Seorang komentator pria sering overacting  kalau maju ke panggung dan berdekatan dengan peserta wanita yang dinilainya. Bila peserta wanita ini berwajah cakep, tingkah  "nakal" sang komentator pria ini semakin menjadi-jadi, termasuk dengan vulgar meminta si wanita agar mau jadi pacarnya.
Beberapa komentator wanita juga tidak kalah genitnya dalam berinteraksi dengan peserta pria yang tergolong ganteng. Ada yang sampai gregetan memegang dagu si peserta, sehingga terkesan seperti pem-bully-an atau pelecehan. Bahkan dilanjutkan dengan kalimat vulgar yang kurang lebih seperti ini: "aku ingin mendapat anak dari kamu".
Melihat hal di atas, sudah saatnya KPI bertindak tegas dengan memberi "kartu kuning" terhadap beberapa komentator bila itu memang di luar skenario, atau kepada konseptor acara bila itu memang diskenariokan.
Satu lagi, bila peserta berasal dari kalangan berpenghasilan rendah atau penyandang disabilitas (wakil dari Sumbar dan Bali adalah tuna netra), bagus-bagus saja menambahkan materi yang menguras air mata pemirsa, seperti menghadirkan orang tua peserta di panggung, atau memutarkan rekaman video keseharian peserta.
Namun adegan yang menggugah simpati di atas harus pas porsinya, jangan sampai berlebihan sehingga seperti mengeksploitasi seseorang. Perlu diingat, LDI adalah kontes menyanyi, jangan terjebak dengan meniru reality show yang "menjual" kemiskinan.
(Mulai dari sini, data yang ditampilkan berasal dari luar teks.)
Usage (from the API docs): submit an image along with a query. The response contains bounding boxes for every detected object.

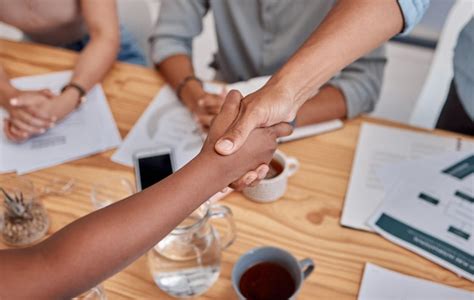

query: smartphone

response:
[133,148,175,191]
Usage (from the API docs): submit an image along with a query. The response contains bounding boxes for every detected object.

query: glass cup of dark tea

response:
[232,247,314,300]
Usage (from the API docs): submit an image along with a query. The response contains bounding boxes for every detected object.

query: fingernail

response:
[257,166,268,179]
[10,98,18,106]
[244,174,257,185]
[217,139,234,152]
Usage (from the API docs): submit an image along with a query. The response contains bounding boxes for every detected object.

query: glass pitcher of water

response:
[148,202,235,298]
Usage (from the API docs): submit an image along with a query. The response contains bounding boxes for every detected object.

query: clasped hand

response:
[3,89,77,142]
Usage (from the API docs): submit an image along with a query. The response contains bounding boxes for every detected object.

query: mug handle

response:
[286,157,300,177]
[209,205,235,250]
[298,258,314,279]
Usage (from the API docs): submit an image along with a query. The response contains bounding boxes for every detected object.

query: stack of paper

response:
[341,123,474,231]
[358,263,474,300]
[341,124,474,280]
[0,71,121,174]
[369,152,474,281]
[112,77,343,168]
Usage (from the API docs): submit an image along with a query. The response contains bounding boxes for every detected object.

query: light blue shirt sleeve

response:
[398,0,430,35]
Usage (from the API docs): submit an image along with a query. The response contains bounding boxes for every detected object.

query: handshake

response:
[195,91,293,190]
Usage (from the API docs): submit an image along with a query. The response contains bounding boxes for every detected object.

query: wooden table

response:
[0,40,474,299]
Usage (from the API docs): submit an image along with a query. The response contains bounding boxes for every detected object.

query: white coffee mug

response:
[243,150,300,203]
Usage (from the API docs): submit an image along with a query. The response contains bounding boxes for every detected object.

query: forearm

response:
[0,66,18,107]
[268,0,403,106]
[71,35,120,90]
[296,85,347,127]
[0,154,230,298]
[157,54,204,110]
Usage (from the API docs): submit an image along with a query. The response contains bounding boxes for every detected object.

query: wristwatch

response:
[61,82,87,108]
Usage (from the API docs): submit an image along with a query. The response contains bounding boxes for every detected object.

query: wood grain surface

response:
[0,40,474,299]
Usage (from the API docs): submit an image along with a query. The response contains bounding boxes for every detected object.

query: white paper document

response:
[341,123,474,231]
[369,151,474,281]
[112,76,343,168]
[357,263,474,300]
[0,71,121,174]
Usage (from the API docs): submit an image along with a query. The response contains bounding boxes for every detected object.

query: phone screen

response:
[138,154,173,190]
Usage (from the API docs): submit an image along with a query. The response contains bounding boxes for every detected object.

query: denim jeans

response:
[64,26,146,66]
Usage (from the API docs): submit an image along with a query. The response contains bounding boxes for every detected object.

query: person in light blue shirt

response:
[436,18,474,135]
[152,0,430,155]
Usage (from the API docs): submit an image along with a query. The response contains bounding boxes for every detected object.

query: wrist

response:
[0,83,20,107]
[193,151,234,188]
[180,80,206,111]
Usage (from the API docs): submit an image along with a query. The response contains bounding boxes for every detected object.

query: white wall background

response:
[0,0,455,123]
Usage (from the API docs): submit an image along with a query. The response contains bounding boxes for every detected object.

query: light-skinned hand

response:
[200,91,292,190]
[215,85,300,155]
[4,90,55,142]
[4,89,79,142]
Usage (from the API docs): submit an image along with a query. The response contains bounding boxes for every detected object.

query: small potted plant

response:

Bagaimanapun LDI adalah bukti kehebatan tim kreatifnya, dengan ide yang orisinil, bukan mengadopsi acara serupa di luar negeri. Jadi, dengan sejumlah catatan di atas agar tidak terpleset, LDI layak dilanjutkan.Â
Dangdut sudah berhasil naik kelas. Sekarang penggiat dangdut tidak lagi minder satu panggung dengan penggiat genre musik lainnya. Sungguh sayang bila dangdut tercemar oleh tingkah polah beberapa penyanyi yang overacting.